Modeling Enteric Nervous System Function in Children with Phelan Mcdermid Syndrome

Background: Shank3, a critically important scaffolding protein controlling CNS post-synaptic density, is one of the most well characterized genes known to have a functional role in Autism Spectrum Disorders (ASD). Phelan McDermid Syndrome (PMDS), a genetic disorder caused by the deletion of a portion of chromosome 22 containing the Shank3 gene, provides an excellent model in which to study the effects of Shank 3 haploinsufficiency in ASD since PMDS patients exhibit many relevant similarities, including an ASD diagnosis (in >84%) and chronic GI symptoms (reported in >50%).  Shank3 haploinsufficiency is thought to be the main contributor to neurodevelopmental abnormalities in PMDS and Shank3 is also expressed in the enteric nervous system (ENS). Therefore, it is likely that deletions/truncations causing neurological dysfunction in the CNS also have a role in the ENS. To explore this relationship we have developed a patient-specific induced pluripotent stem cell (iPSC)-derived in vitro model system that can be used to generate and functionally characterize enteric neurons. This model will lead to greater understanding of molecular mechanisms involved in PMDS and ASD, specifically those with GI symptoms.

Objectives: The overall goal of this project is to develop a model system to study ENS dysregulation in ASD. This will be accomplished by selecting lymphoblastoid cell lines (LCL) from PMDS children who have an ASD diagnosis and chronic GI symptoms. PMDS patients who meet these criteria provide a compelling model for the investigation of cross nervous system synaptic dysfunction to increase our understanding of the relationship between of ASD and GI symptoms.

Methods: The steps involved in our model development are fourfold: (1) identify PMDS individuals who have chronic GI disturbances (e.g. GERD or hypomotility) and an ASD diagnosis, (2) use lymphoblastoid cell lines (LCLs) from these individuals to generate iPSCs, (3) direct the patient-specific iPSCs down neuronal lineages to make enteric neurons, and (4) characterize the function of these neurons, compared to those derived from individuals with unaffected synaptic proteins, in a smooth muscle co-culture system.    

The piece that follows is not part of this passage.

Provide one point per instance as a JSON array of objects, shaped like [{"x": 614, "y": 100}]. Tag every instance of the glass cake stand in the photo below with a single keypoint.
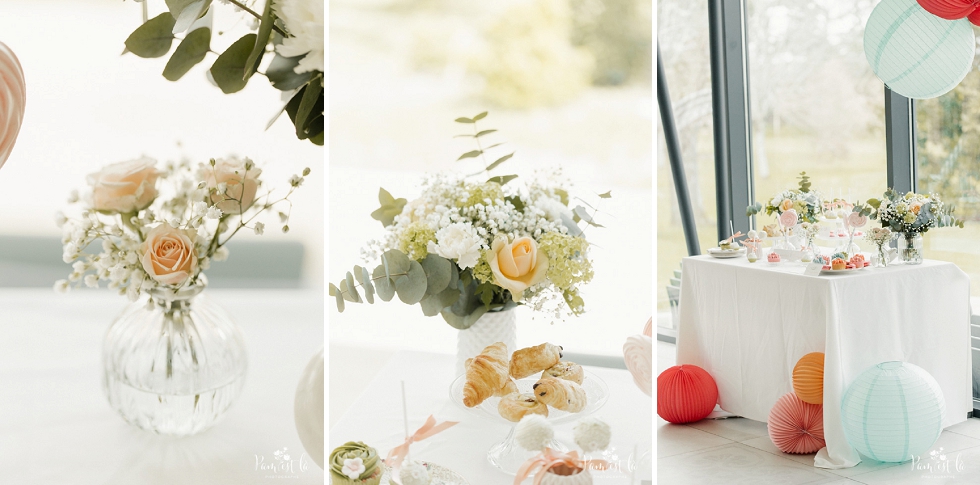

Results: Epstein Barr Virus immortalized-LCLs were obtained from two patients (proband and parent) from the NIMH RGR. IPSCs, generated from EBV-LCLs transfected with Epi5™ Episomal iPSC reprogramming plasmids, were apparent at Day 8 post-transfection and are currently at passage 10. Clonal iSPC lines are being evaluated for patient-specificity, normal karyotype, expression of pluripotency markers, and loss of OriP/EBNA-1 expression vectors. In parallel experiments, neural crest cells (NCCs), differentiated from WT-iPSCs, showed proper gene expression and cell morphology. Neural lineage differentiation methods have now been optimized and will be applied to the PMDS-specific LCL-derived iPSCs for the generation of enteric neurons.

Conclusions: Using a state-of-the-art reprogramming system, LCLs from PMDS individuals in the NIMH RGR have been used to generate iPSCs. We have also demonstrated that iPSCs can be differentiated into NCCs. Our next step will be to differentiate the PMDS-specific iPSCs into enteric neurons and then compare their function to enteric neurons derived from non-PMDS cells.